China wants all of its neighbors, near and far, to join the initiative, but it’s not clear just what that means in practice.


In 2014, Germany went one step further, agreeing an “all-round strategic partnership” with China, whatever that means. One of its declared goals is for Germany to work toward upgrading the relationship between China and the European Union from the merely comprehensive strategic partnership (declared in 2003) to an all-round strategic partnership. After that, they might be able to shoot for an all-weather strategic partnership. Like the Belt and Road Initiative, which the Australian state of Victoria has joined (in defiance of its own national government), these are all fairly empty distinctions.

Unlike far-flung Germany and Australia, Pakistan is nominally considered a crucial transit country linking the initiative’s overland Belt with its maritime Road.
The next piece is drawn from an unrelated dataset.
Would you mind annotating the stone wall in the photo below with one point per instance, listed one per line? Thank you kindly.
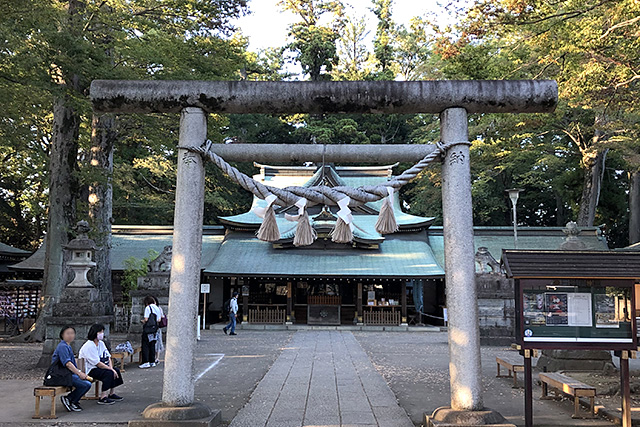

The key bit of infrastructure bridging the two is the 800-mile Karakoram Highway over the Khunjerab Pass, which connects western China’s remote Xinjiang province to mountainous northern Pakistan and, ultimately, the Chinese-owned Gwadar Port on the Arabian Sea.

Brought under Chinese control in 2013, Gwadar was later subsumed into the Belt and Road master plan and now features prominently on most of the initiative’s maps. When China took control, Gwadar had three docking berths, no highway link, and no rail links, although plans were announced for the construction of 150 additional berths. Six years later, Gwadar still has three docking berths, no highway link, and no rail links. And it is not exceptional. China’s Asian Infrastructure Investment Bank, launched with great fanfare in 2016 to address the continent’s “daunting infrastructure needs,” actually disbursed less than $1 billion in its first three years of operation.

That tells you just about everything you need to know about the Belt and Road Initiative: It’s still little more than a public relations ploy, consisting mainly of the repackaging of previously announced projects, many of them on hold or years behind schedule. In that, it resembles nothing so much as the United States’ own all-but-forgotten New Silk Road initiative, announced in 2011 and briefly resurrected by the Trump administration in 2017. The fact is that trade and investment flow where the money is, and the money hasn’t been in Central Asia for 500 years. No amount of press coverage is going to change that.